Pour toi chère Clotilde,

Il était une fois comme bien des histoires, le 23 décembre plus précisément, dans une ville au nord de Québec, un sexagénaire amoureux nommé Renaud.

Renaud habitait seul contre son gré depuis peu. En fait, depuis que sa femme bien-aimée, Clotilde, l’avait quitté en août de cette année-là, bien malgré elle.

Dire comment Clotilde lui manquait était impossible.

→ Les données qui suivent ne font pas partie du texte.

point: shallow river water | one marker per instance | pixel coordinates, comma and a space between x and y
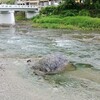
82, 49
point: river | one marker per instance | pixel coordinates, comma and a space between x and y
17, 44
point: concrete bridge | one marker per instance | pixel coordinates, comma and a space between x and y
7, 12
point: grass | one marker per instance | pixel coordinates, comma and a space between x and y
74, 22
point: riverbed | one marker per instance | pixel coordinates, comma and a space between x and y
20, 43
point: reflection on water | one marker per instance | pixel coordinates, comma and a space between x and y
79, 47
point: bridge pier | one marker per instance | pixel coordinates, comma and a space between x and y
30, 14
7, 18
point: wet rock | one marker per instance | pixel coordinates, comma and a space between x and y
51, 64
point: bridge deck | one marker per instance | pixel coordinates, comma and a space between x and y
18, 7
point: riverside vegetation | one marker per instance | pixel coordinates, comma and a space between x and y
70, 15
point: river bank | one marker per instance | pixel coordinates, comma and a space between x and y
70, 22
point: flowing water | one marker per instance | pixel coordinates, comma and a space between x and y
81, 48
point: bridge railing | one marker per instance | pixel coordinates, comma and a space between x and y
17, 6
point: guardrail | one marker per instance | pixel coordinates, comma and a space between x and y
17, 6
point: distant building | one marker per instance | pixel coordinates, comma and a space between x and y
38, 2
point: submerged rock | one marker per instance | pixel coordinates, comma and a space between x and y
52, 64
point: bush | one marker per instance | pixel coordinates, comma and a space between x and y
47, 10
84, 12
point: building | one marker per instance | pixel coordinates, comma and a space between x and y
37, 2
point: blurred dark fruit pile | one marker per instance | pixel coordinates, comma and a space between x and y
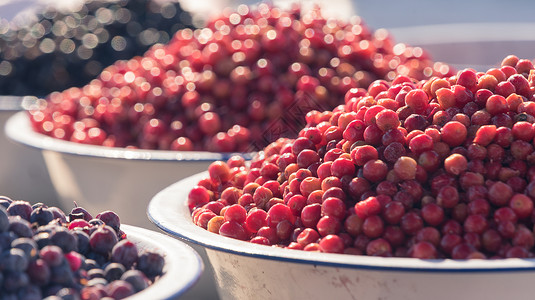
59, 49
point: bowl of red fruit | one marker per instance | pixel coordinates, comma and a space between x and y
246, 79
25, 167
411, 190
51, 253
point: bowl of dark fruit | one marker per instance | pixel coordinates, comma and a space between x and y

La maladie qui la rongeait depuis plusieurs mois déjà avait finalement eu le dessus sur elle et l’avait conduite à son dernier repos dans leur maison, dans leur lit, entourée de ses deux enfants maintenant adultes, Clara et Léo, et bien évidemment de Renaud.

C’était la volonté de Clotilde et Renaud l’avait respectée.

« Comment aurait-il pu en être autrement ? », se disait-il.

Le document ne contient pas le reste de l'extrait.